But Larry was also irrepressible and funny. For example, after a night of drinking, he
would go for nude midnight jogs in the town’s central park. And Larry never,
ever worked. He just drank and helped out in his Mom’s rooming house. In
the evenings, I would sit on the porch and drink beer, and he would sometimes join me. He was a self-reflective and engaging
conversationalist, with profound insights into human nature.
I asked him once if he ever had the desire for women, and he surprised me by saying that
once in a while, he did indeed feel the urge, but insisted that he himself was “all woman inside” and preferred
men. He yearned to play the role of 1950’s housewife to a straight-acting husband. He would often talk about Bob, a
Marine drill sergeant from San Diego. Their relationship didn’t
work out, and he pined for Bob- whom he called the great passion of his
life.
Larry could deal gracefully with difficult people, but he despised homophobes, and insisted
that behind their macho poses, they were all closeted gays. He told me stories about judges, cops, teachers, ministers…Larry
had dirt on half the town, which is why they mostly left him alone.

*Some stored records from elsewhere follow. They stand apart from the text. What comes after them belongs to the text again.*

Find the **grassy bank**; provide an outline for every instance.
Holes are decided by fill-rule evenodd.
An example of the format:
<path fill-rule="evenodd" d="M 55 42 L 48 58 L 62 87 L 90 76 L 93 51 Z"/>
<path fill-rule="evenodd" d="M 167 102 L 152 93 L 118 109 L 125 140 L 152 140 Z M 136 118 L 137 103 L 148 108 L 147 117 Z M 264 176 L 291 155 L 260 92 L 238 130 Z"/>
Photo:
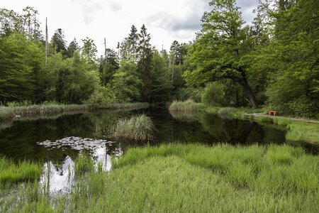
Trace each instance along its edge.
<path fill-rule="evenodd" d="M 69 196 L 49 200 L 34 190 L 21 191 L 18 197 L 1 203 L 1 208 L 4 212 L 318 212 L 319 157 L 288 146 L 146 147 L 129 150 L 110 173 L 79 176 Z"/>
<path fill-rule="evenodd" d="M 17 163 L 0 157 L 0 186 L 37 180 L 41 173 L 39 163 L 23 161 Z"/>
<path fill-rule="evenodd" d="M 43 115 L 71 111 L 87 110 L 86 105 L 50 104 L 23 106 L 0 106 L 0 120 L 11 119 L 15 116 Z"/>
<path fill-rule="evenodd" d="M 149 107 L 148 103 L 122 103 L 113 104 L 108 108 L 110 109 L 139 109 Z M 43 105 L 30 105 L 18 106 L 0 106 L 0 121 L 10 120 L 16 116 L 43 116 L 50 114 L 60 114 L 74 111 L 87 111 L 94 109 L 85 104 L 43 104 Z"/>
<path fill-rule="evenodd" d="M 203 104 L 196 103 L 193 100 L 186 102 L 173 102 L 169 106 L 169 111 L 196 111 L 203 107 Z"/>
<path fill-rule="evenodd" d="M 177 108 L 174 106 L 173 104 L 169 106 L 169 110 L 171 110 L 171 108 Z M 177 105 L 187 106 L 187 103 L 178 102 Z M 194 107 L 196 108 L 196 106 Z M 179 109 L 179 111 L 189 111 L 189 110 L 183 109 L 183 107 L 179 107 L 178 109 Z M 264 109 L 213 107 L 202 105 L 196 109 L 208 113 L 216 114 L 220 116 L 250 119 L 262 124 L 272 123 L 281 125 L 287 129 L 286 138 L 288 141 L 319 143 L 319 123 L 318 121 L 308 121 L 306 119 L 291 117 L 269 116 L 266 115 L 265 113 L 267 112 L 267 110 Z"/>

Larry’s life had been marked by horrible accidents and catastrophes-stuff that would
have made anybody crazy. To deal with pain of his existence, he claimed to have mastered pain through the application of mind
power. I saw him do some amazing things. One time, for example, he took his shirt
off, and pushed a threaded needle through his skin -sewing at least a dozen buttons into the flesh around his stomach and
chest while keeping up a casual conversation. And it didn’t bleed a drop; because he willed it not to bleed.
I’ll never forget the people I met on the road, especially the characters like Larry
in that sleepy desert town which reminds me of John Steinbeck’s Cannery Row. I
would hear a song on the radio then, “Carry on my wayward son, there’ll be peace when you are done….”
I came back a year later and enrolled in college. I had gazed upon the creeping
existential void and pushed it away.